Первый этап вооруженной борьбы достиг кульминации весной 1952 года. Сначала наступил «кровавый Первомай» — день, когда участники Дзэнгакурэн выступили против заключенного между Японией и США договора безопасности. По условиям соглашения оккупация официально заканчивалась, но американские военные базы на японской территории продолжали функционировать. Все обязанности и полномочия по защите от внешних угроз национальное правительство уступало государству-союзнику.

Активисты, недовольные доминированием Штатов в японской политике, заняли площадь перед Императорским дворцом в центре Токио. Противники властей вооружились битами, бамбуковыми копьями, брусчаткой, стальными шариками из игровых автоматов и коктейлями Молотова.

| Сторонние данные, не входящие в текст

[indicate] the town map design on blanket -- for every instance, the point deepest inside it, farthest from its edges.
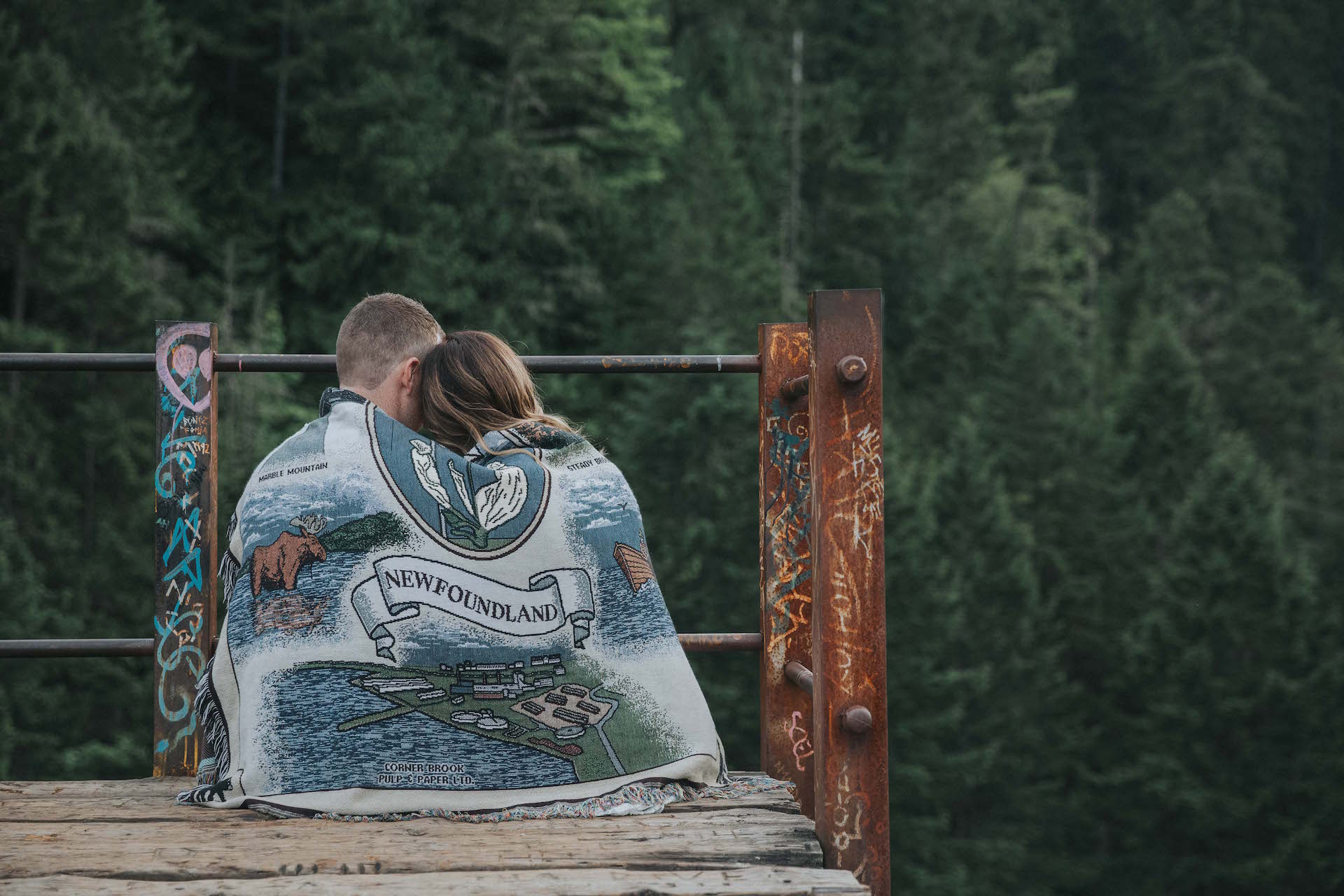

Прямое столкновение с полицейскими закончилось гибелью двух гражданских и ранениями более чем двух тысяч участников потасовки с обеих сторон. Отступая, протестующие подожгли припаркованные на площади автомобили американских военных.

Конфликты между активистами и полицией продолжались остаток весны и большую часть лета 1952 года. В мае в столичном районе Синдзюку коммунисты закидали участок зажигательными смесями, камнями и кислотой, в июне — подрались с патрульными в Осаке, в июле — уничтожили с помощью коктейлей Молотова американский транспорт в Нагое. Однако вместо того, чтобы вдохновить население на борьбу с империалистами, левые, наоборот, отвратили соотечественников. Компартию допустили до участия в выборах осенью 1952 года, но она лишилась поддержки избирателей и потеряла все места в парламенте. Для большинства японцев борьба против правительства оставалась маргинальным явлением, даже если их не устраивал откат к консервативной риторике.